Prof. Lieberman also is not endorsing the wisdom of this particular regulation. Are there better ways this same goal could be accomplished? He doesn't go into that.
I don't think it's wise: it's too easy to bypass (just buy two sodas!), and I think the whole notion of government micromanaging our diet is a mistake; and that even if it were a good idea, I don't think the government at any level is competent to do it. Government intervention in diets has been a significant factor in creating our current obesity epidemic, in my opinion.

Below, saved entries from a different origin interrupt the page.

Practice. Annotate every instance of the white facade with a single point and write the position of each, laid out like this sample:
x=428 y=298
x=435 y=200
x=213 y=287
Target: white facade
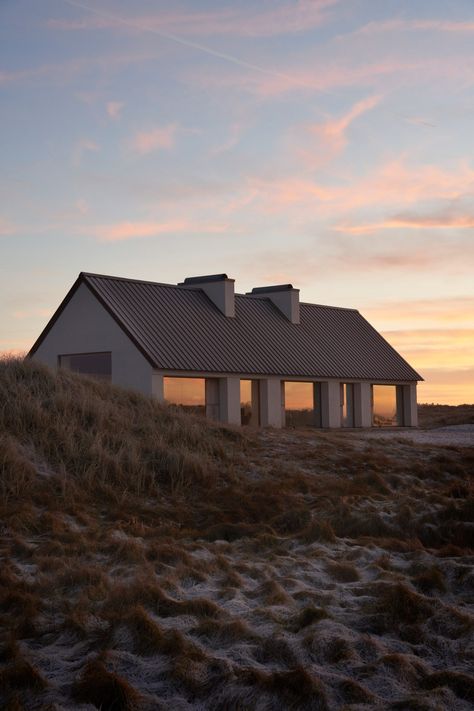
x=84 y=326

Sadly, we're so far down that slipperly slope that a regulation like this is just a minor extension. But that gets into a political discussion more than a scientific one. And that whole discussion is not what this editorial is about. Although that would be an interesting one...
"If these are acceptable forms of coercion, how is restricting unhealthy doses of sugary drinks that slowly contribute to disease any different?"If they are, then this isn't any different. That's pretty indisputable. That's how slippery slopes work.
Prof. Lieberman and I (and most of us, I suspect) are on the same page in that we think that most Americans eat too much sugar, and consuming a lot less of it would be an extrememly good idea, as is this:
"Along these lines, we should ban all unhealthy food in school — soda, pizza, French fries — and insist that schools provide adequate daily physical education, which many fail to do."OK, I ban those foods in my house, for the most part. I would like them not to be available at the school, either.
"It should be illegal to advertise highly fattening food as “fat free.”""Fat free" is factually correct, but the food doesn't make you fat free, which is what the people purchasing these foods seem to expect. But if we're regulating claims made about the health values of foods, and we are, this is a pretty misleading claim.
"People have the right to be unhealthy, but we should make that choice more onerous and expensive by imposing taxes on soda and junk food."Well, I'd prefer to see the subsidies that make soda and junk food cheap removed. Layering one bad regulation on top of another doesn't make a better system, I don't think. But the idea is the same: make the unhealty foods more expensive.
So do I disagree with his point in this editorial? Yes. But it's a very narrow disagreement, and it's about the means, not on the science, or the goal.
Oh, and if you're going to argue this topic with Prof. Lieberman, you'd better bring your A game...
N.B. This was brought to my attention when Melissa McEwen tweeted this post by John Hawks: The Stalin Age Diet. The first version of this post of mine got deleted... :) I'll post some of it later.
P.S. Researchers Whose Work Was Cited to Justify Bloomberg’s Large Soda Ban Explain Why it Won’t Work:
"...Yes, we have found that when people are given larger portions, they do drink or eat substantially more. But to claim that these results imply that the ban will be effective is to ignore our larger body of work. In our experiments, subjects were given larger or smaller portions of food in a dining or party setting, where they were unlikely to notice portion size. It is exactly because participants weren’t paying attention that we got the results we did.
"The mayor’s approach, however, overtly denies people portions they are used to be able to get whenever they want them. In similar lab settings, this kind of approach has inspired various forms of rebellion among study participants. For example, openly serving someone lowfat or reduced-calorie meals tends to lead to increased fat or calorie consumption over the whole day. People reason that because they were forced to be good for one meal, they can splurge on snacks and desserts at later meals."